In the course of the summer a pamphlet was published in Boston, entitled “Security and Reconciliation for the Future: Propositions and Arguments on the Reorganization of the Rebel States,”—being a collection of resolutions by Mr. Sumner, with the article in the Atlantic Monthly,[249] the speech on the admission of Senators from Arkansas,[250] and the Louisiana debate.[251] The large edition of this collection drew attention, and helped prepare for the speech at the State Convention. A few extracts will show its reception.


Dr. George B. Loring, the agriculturist, afterwards Chairman of the State Committee of the Republican party in Massachusetts, and President of the Massachusetts Senate, wrote from Salem:—

“I only wish all our statesmen had taken the ground adopted by yourself; it would have saved us infinite trouble. It entitles you to eternal thanks, and receives daily more and more assent.”

Hon. John C. Underwood, District Judge of the United States, wrote from Alexandria, Va.:—

“I have read your collected arguments on the subject of Reconstruction with great pleasure and profit. Let me thank you for convincing me, very much against my will, that to allow immediate representation to the Rebel States would be a cruel breach of faith and honor to the freedmen, and that we of the South must be just to these poor people, and submit to a genuine republican government, before we deserve admission again into the American family.
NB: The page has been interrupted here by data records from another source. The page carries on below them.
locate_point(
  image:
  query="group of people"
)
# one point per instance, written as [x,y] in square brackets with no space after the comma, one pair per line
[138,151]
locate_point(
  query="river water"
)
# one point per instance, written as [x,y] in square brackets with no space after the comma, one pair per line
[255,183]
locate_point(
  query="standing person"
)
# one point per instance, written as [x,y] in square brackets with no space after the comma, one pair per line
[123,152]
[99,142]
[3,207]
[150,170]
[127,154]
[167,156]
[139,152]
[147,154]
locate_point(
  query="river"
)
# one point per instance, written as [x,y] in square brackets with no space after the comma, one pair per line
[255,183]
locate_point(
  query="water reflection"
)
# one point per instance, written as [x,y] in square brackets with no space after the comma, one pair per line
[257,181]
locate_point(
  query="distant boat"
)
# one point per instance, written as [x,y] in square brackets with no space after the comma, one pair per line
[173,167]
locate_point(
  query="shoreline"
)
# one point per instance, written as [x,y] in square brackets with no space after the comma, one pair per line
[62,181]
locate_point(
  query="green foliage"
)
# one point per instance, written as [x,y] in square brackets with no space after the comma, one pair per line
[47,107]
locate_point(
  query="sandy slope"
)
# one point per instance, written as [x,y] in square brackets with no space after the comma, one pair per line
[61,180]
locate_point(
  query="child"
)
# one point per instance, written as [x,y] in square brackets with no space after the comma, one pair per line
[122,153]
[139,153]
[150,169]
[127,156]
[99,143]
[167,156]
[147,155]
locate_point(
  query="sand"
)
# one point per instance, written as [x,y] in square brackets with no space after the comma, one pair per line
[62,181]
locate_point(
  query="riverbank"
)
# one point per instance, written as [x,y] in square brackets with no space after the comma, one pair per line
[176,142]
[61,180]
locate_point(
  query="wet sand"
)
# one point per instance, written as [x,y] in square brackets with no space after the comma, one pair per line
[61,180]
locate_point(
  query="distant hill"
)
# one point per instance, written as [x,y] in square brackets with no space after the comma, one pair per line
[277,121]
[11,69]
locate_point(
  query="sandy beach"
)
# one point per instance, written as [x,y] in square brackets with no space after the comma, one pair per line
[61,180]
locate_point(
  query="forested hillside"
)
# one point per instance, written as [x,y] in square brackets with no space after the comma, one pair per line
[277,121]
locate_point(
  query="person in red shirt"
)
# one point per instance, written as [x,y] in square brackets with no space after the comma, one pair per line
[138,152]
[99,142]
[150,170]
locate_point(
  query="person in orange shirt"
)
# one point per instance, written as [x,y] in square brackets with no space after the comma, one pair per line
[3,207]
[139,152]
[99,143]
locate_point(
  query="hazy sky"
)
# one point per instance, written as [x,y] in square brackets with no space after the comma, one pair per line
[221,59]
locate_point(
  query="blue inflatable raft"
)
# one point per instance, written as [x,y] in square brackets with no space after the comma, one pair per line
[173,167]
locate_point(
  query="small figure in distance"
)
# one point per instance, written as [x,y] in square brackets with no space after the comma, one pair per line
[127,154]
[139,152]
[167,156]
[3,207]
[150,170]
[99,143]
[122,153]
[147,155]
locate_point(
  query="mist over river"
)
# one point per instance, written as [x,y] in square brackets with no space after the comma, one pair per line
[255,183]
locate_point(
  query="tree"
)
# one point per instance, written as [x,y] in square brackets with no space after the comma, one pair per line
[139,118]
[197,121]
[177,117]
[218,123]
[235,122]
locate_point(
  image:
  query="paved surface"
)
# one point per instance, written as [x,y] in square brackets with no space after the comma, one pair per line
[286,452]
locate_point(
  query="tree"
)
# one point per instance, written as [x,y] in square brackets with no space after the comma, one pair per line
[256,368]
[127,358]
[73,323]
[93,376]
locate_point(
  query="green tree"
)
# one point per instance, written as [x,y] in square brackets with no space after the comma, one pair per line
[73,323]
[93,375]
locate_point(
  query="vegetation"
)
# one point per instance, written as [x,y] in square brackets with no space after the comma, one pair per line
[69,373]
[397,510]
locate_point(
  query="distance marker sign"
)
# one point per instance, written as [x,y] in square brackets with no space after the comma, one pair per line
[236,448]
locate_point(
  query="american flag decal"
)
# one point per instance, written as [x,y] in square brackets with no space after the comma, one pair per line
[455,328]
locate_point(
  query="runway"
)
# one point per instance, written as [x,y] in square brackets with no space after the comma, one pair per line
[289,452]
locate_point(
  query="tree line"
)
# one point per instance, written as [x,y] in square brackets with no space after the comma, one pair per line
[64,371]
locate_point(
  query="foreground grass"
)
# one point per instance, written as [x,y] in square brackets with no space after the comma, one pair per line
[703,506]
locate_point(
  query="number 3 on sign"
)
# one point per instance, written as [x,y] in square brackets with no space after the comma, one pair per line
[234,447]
I trust no petty personal ambition will prevent my full appreciation of the immensely important work for our country and humanity which you have so well performed.”

Hon. Charles Eames, the able lawyer and scholar, former Commissioner to the Sandwich Islands, and Minister at Venezuela, residing in Washington, wrote from the sea-shore at Long Branch:—

“It is a noble monumental record, worthy both of the subject and of the Senator, and which will stand a landmark in our parliamentary history. Every new day, as it comes, brings new attestation of your wisdom and foresight, and of the truthful views which from the first, and almost, if not altogether, alone in Congress, you took and faithfully expounded on the whole question of Reconstruction. The idea of hurrying these lately Rebel communities into participation in the enactment and administration of our laws seems to me the most absurd blunder ever perpetrated in history, with the possible exception of that earlier and still more monstrous enormity of error which assigned to them the right to give by silence a negative vote on the purposed change of our fundamental law.”